Europe’s top litter prevention organisations including BCC member, Keep Britain Tidy, are meeting this week with the message that it’s costing too much to keep our environment clean.
Organised by The Clean Europe Network, the first ever Stop Litter Now! Summit in Brussels, aims to bring attention to the staggering amount of money spent by Europeans on litter removal.
The network says that cleansing Europe’s towns and countryside costs around €25 (£20) per person per year.
Estimates for Northern Ireland come out at about €26 (£21) per person, whereas French figures go as high as €40.
This expense does not include the indirect social costs to communities of dirty neighbourhoods, where business is lost, crime is more likely to occur and there is detrimental impact on health and well-being. If the cost of marine litter was included the expense would be even higher.

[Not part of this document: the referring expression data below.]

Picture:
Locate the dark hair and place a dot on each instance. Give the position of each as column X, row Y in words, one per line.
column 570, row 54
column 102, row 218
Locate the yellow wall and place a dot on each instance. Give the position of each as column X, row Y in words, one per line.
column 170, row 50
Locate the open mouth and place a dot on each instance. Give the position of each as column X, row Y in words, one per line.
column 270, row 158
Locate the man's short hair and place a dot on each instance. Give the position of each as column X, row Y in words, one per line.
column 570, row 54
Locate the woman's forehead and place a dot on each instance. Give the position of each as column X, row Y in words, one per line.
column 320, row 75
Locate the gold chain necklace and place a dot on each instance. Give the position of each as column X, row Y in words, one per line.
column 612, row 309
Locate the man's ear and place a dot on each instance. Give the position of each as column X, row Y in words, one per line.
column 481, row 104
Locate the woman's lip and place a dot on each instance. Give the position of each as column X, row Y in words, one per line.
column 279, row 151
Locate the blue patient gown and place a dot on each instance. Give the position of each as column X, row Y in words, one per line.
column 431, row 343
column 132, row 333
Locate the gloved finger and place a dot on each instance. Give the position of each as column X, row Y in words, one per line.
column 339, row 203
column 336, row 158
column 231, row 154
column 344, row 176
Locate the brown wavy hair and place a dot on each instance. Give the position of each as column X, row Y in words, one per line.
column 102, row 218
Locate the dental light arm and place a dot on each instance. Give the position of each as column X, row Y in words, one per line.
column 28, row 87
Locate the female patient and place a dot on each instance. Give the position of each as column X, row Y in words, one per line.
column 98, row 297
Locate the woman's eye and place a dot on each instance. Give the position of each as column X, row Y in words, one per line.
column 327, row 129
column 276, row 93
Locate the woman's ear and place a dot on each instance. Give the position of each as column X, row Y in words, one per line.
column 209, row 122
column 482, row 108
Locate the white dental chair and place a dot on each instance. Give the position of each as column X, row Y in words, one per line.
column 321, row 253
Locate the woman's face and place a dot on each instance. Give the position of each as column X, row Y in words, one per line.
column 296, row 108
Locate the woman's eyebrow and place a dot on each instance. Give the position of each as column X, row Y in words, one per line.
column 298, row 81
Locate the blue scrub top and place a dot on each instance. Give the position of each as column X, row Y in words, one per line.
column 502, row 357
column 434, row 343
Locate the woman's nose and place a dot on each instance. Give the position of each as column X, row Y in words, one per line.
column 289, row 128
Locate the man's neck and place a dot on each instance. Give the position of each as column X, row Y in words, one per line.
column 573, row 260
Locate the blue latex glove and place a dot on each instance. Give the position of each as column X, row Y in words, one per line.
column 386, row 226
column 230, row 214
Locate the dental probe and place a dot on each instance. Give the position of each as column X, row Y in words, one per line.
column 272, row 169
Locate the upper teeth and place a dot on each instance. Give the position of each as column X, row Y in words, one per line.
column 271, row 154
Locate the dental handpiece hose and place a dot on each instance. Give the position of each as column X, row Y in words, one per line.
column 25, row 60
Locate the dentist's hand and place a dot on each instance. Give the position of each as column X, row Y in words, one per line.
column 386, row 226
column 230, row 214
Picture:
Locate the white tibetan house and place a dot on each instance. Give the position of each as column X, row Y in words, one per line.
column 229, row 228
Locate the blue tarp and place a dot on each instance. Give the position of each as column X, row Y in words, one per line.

Europeans collectively spend a whopping €10 to €13 billion annually on cleaning-up, at least part of which could be better spent on things like health care, education and job creation. Most of what gets collected at massive cost is litter, carelessly or deliberately discarded. The only way to make real savings is to cut litter at the source all across Europe.
More resources need to be put into changing the attitudes and behaviour of Europeans towards litter.
“We want a litter free Europe by 2030. We are pulling all the stops out to improve our individual litter prevention campaigning by working together at European level,” says Derek Robertson, president of the Clean Europe Network.
“We applaud the fact that the Commission’s proposed new waste directive addresses litter for the first time. But there is simply not enough emphasis put on preventing litter. We can all argue about who pays for clean-up but the most important thing to prioritise is creating clean communities in the first place. We want to
build and strengthen a culture of cleanliness across Europe.”
The EU’s waste management hierarchy prioritises prevention. In the case of litter, however, prevention has very little to do with waste management and everything to do with changing people’s behaviour. It requires Europe’s citizens to be more conscious of the need to do the right thing and dispose of their rubbish responsibly. Addressing
the litter challenge as a pure waste management issue risks placing undue emphasis on cleansing after the fact and a controversial debate over the associated costs.
The Stop Litter Now! Summit will bring together a wide range of stakeholders, including Keep Britain Tidy, to showcase what is being done around Europe to change behaviour through better communication, education and mentoring.